Housing & Mortgage
One Move Can Generate at Least $100,000 for Retirement
Swap the 4-bedroom for a 2-bedroom in big metro areas
Of all the moves you can make heading into retirement to shore up your finances, actually moving might be the biggest win. An analysis of housing costs and property taxes in the 20 largest metro areas estimates the average savings from downsizing is nearly $200,000 over 10 years.
The upside of downsizing
If the kids are finally launched into adulthood, parents looking to shore up their finances should give some serious thought to what they might be able to achieve by moving to a smaller home.
StorageCafe analyzed the price difference between two-bedroom and four-bedroom homes, factored in the costs of buying and selling (commissions, moving, etc.) if someone made that move, and what the differential would be in property tax owed on a less expensive home.
In the 20 largest metro areas, the average savings was $194,000.
No surprise, the biggest net savings are in the priciest markets. San Franciscans willing to go a bit smaller could save an estimated $407,000 over the 10 years. Most of it is from the price differential in a bigger versus smaller home — nearly $1.6 million on average for a four-bedroom home, and around $1 million for a two-bedroom. The tax savings would be an additional $28,500. After closing costs of nearly $157,000, that nets to an estimated downsizing win of $407,000.
The only big metro area with a downsizing win of less than $100,000
The most modest gain from downsizing is in the metro Phoenix area. The estimated average 10-year savings is around $93,000.
The remaining 10 biggest metro areas (Philadelphia; St. Louis; Dallas; Riverside-San Bernardino, California; Chicago; Denver; Tampa-St.
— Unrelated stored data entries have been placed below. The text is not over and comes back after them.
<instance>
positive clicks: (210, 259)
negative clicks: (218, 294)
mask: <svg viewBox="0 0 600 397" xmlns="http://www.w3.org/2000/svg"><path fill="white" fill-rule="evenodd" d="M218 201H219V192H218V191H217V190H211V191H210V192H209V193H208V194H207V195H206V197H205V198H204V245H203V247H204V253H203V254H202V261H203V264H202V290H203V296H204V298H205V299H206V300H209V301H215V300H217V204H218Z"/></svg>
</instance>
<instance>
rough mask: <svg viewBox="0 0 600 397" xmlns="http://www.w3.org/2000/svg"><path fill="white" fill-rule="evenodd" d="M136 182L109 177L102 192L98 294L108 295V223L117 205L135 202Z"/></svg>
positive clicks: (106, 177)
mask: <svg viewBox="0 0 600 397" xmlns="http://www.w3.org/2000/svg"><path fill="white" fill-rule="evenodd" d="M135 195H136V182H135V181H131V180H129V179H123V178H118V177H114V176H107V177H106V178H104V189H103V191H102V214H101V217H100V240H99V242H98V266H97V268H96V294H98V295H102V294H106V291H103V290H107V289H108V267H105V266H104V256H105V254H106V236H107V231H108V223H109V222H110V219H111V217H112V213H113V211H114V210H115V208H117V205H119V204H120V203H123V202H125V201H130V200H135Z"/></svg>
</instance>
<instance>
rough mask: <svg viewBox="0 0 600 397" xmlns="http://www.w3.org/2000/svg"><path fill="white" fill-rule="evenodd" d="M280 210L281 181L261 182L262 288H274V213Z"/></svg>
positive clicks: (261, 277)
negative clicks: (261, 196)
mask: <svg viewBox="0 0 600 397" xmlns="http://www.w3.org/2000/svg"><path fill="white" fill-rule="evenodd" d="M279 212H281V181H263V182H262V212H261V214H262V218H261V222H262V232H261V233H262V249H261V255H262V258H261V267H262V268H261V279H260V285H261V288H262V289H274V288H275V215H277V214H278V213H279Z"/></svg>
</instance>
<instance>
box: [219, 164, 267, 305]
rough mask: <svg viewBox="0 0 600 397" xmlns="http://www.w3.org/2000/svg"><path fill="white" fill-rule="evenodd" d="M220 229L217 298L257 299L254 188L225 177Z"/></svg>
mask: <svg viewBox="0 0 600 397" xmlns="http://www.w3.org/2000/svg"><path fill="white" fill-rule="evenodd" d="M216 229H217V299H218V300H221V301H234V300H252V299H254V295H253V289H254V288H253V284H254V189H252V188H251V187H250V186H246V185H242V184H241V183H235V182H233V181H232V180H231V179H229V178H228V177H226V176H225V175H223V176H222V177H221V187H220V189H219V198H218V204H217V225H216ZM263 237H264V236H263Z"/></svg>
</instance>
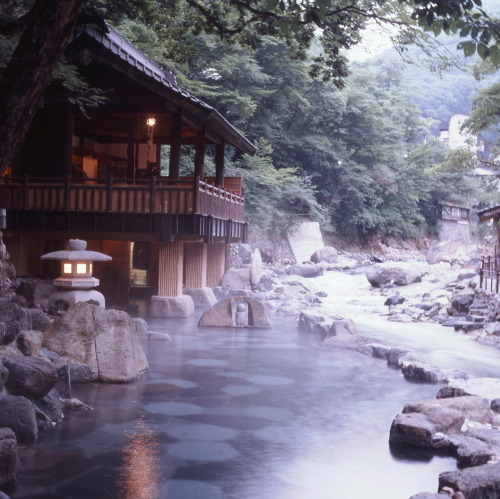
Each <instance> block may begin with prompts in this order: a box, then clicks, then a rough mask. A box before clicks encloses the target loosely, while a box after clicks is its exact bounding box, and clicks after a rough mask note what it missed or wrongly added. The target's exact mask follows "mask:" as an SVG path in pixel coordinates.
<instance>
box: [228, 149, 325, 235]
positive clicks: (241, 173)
mask: <svg viewBox="0 0 500 499" xmlns="http://www.w3.org/2000/svg"><path fill="white" fill-rule="evenodd" d="M257 146H258V147H259V151H258V152H257V154H255V156H248V155H245V156H243V157H241V158H240V159H238V160H236V161H235V162H234V164H233V165H232V166H229V168H228V174H230V175H234V176H238V177H241V178H242V179H243V186H244V189H245V204H246V209H247V219H248V221H249V223H250V227H251V229H253V230H258V231H262V232H273V233H279V234H284V233H285V231H286V230H287V228H289V227H290V226H291V225H292V224H293V223H294V222H295V221H296V220H297V218H298V217H299V218H300V217H307V218H308V219H311V218H312V219H315V220H319V221H321V222H323V224H324V225H325V224H326V222H327V219H326V211H325V209H324V208H322V207H321V206H320V205H319V204H318V202H317V201H316V199H315V188H314V186H313V184H312V182H311V179H310V178H309V177H307V176H302V175H299V174H298V169H297V168H293V167H288V168H280V169H276V168H275V167H274V165H273V160H272V153H273V150H272V147H271V145H270V144H269V142H267V141H266V140H265V139H260V140H258V141H257Z"/></svg>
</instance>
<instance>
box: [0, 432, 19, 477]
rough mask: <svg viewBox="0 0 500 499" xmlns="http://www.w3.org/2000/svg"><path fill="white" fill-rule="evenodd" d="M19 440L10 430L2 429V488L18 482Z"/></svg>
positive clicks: (1, 438)
mask: <svg viewBox="0 0 500 499" xmlns="http://www.w3.org/2000/svg"><path fill="white" fill-rule="evenodd" d="M17 462H18V457H17V440H16V435H15V433H14V432H13V431H12V430H11V429H10V428H0V487H2V486H4V485H8V484H11V483H13V482H15V480H16V467H17Z"/></svg>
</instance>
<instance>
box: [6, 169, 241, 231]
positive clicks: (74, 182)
mask: <svg viewBox="0 0 500 499" xmlns="http://www.w3.org/2000/svg"><path fill="white" fill-rule="evenodd" d="M232 183H233V184H236V185H238V182H234V179H233V181H232ZM228 184H231V179H228ZM239 186H240V188H241V182H240V183H239ZM0 203H1V204H2V207H5V208H6V209H7V210H8V211H23V212H27V211H28V212H45V213H46V212H52V213H57V212H59V213H72V212H73V213H93V214H95V213H103V214H135V215H138V214H147V215H208V216H212V217H216V218H220V219H224V220H234V221H235V222H241V223H243V222H244V218H245V199H244V197H243V196H241V195H238V194H235V193H234V192H231V191H229V190H225V189H220V188H218V187H215V186H214V185H212V184H210V183H208V182H203V181H201V180H199V179H193V178H187V177H184V178H181V179H180V180H178V181H172V180H168V179H163V178H156V177H153V178H151V179H148V180H137V179H134V180H127V179H119V180H115V179H113V177H110V178H109V179H108V180H106V181H103V180H101V179H85V180H83V179H74V178H70V177H68V178H66V179H64V180H63V179H61V180H60V181H59V182H54V181H53V180H52V179H51V181H50V182H48V181H47V179H36V178H29V177H25V178H23V179H15V178H12V179H11V178H8V177H7V178H5V179H3V182H2V184H1V185H0Z"/></svg>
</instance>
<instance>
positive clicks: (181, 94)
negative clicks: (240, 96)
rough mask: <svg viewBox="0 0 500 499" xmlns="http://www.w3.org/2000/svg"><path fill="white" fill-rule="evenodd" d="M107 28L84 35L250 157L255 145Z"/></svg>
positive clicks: (205, 104) (110, 28) (117, 33)
mask: <svg viewBox="0 0 500 499" xmlns="http://www.w3.org/2000/svg"><path fill="white" fill-rule="evenodd" d="M107 27H108V30H109V31H108V33H103V32H101V31H98V30H97V29H95V28H88V29H87V30H86V32H87V33H88V34H89V35H90V36H91V37H92V38H94V39H95V40H96V41H97V42H99V44H100V45H102V46H103V47H104V48H106V49H107V50H109V51H111V52H112V53H113V54H116V55H117V56H118V57H120V59H122V60H123V61H124V62H126V63H127V64H128V65H130V66H133V67H134V68H136V69H138V70H139V71H140V72H141V73H143V74H145V75H146V76H149V77H150V78H153V79H155V80H156V81H158V82H159V83H161V84H162V85H163V86H164V87H166V88H167V89H168V90H170V91H172V92H174V93H176V94H177V95H179V96H181V97H182V98H183V99H185V100H186V101H188V102H190V103H191V104H194V105H195V106H196V107H197V108H198V109H200V110H201V111H202V114H203V118H202V119H204V120H205V121H206V122H207V123H208V124H209V125H211V126H212V127H213V128H215V129H216V130H217V132H218V133H219V134H220V135H221V136H222V137H223V138H224V139H225V140H226V141H227V142H228V143H229V144H231V145H233V146H235V147H237V148H238V149H241V150H242V151H244V152H246V153H249V154H253V153H255V152H256V151H257V148H256V147H255V145H254V144H252V143H251V142H250V141H249V140H248V139H247V138H246V137H245V136H244V135H243V134H242V133H241V132H240V131H239V130H238V129H236V128H235V127H234V126H233V125H231V124H230V123H229V122H228V121H227V120H226V118H224V116H222V115H221V114H220V113H219V112H218V111H217V110H216V109H215V108H213V107H212V106H210V105H208V104H207V103H206V102H203V101H202V100H201V99H198V97H196V96H194V95H193V94H191V93H190V92H188V91H187V90H184V89H183V88H181V87H180V86H179V85H178V84H177V81H176V79H175V76H174V75H173V73H171V72H170V71H168V70H165V69H162V68H161V67H160V66H158V65H157V64H156V63H154V62H153V61H152V60H151V59H149V58H148V57H146V56H145V55H144V54H143V53H142V52H141V51H140V50H138V49H137V48H136V47H135V46H134V45H133V44H131V43H130V42H129V41H127V40H126V39H125V38H123V36H121V35H120V34H119V33H118V32H117V31H116V30H115V29H113V28H112V27H111V26H110V25H109V24H107Z"/></svg>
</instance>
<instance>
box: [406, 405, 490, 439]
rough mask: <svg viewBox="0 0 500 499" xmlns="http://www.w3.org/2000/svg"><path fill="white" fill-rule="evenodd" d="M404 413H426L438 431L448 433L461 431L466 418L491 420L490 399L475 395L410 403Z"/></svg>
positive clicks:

Petersburg, Florida; Houston; Minneapolis, and Atlanta) have estimated downsizing gains of between $107,000 and $194,000.
The analysis is likely on the conservative side, as it didn’t factor in potential savings from lower utility bills. Nor does it consider the potential gains from taking any savings from the actual move and investing it. Or earmarking the savings to help you pull off another valuable retirement move: having the high income earner in a household delay starting Social Security until he or she reaches age 70.
That ensures the biggest possible benefit. If you retire in your 60s, you can still delay taking Social Security, knowing you’ve got this pot of money to tap if you decide you don’t want to keep working part-time through your 60s.
Age in place in a right-sized place
This analysis seems to deliver a pretty obvious financial incentive to consider downsizing your home sooner than later.
Of course, there’s the hurdle of letting go of the home you raised the kids in. And accumulated so many memories in. And then there’s the internal conversation you’re having with yourself right now: What about hosting family gatherings with the grandkids (to be)?
Deep breath. Your family will still gather at your smaller home. They just might stay in a hotel or Airbnb nearby.
Before you think that will be so disappointing for them, ask them. But ask them the right question. Not what they think about you moving to a smaller home. But what do they think of you shoring up your retirement security. Because that’s what this move gives all of you. (If you don’t think your adult kids worry about the logistics, safety and cost of helping a much older you, you’re selling them way too short.)
Moreover, this move in your 50s and 60s gives you an ideal time to set yourself up for a successful retirement. You can think through all the elements of a home that will be kind to an 85- or 90-year-old you. No stairs (or fewer). Less maintenance. Maybe closer to town, so getting out and socializing is easier and not dependent on you, or your friends, needing to drive on the highway.
There’s tremendous upside to downsizing before you retire.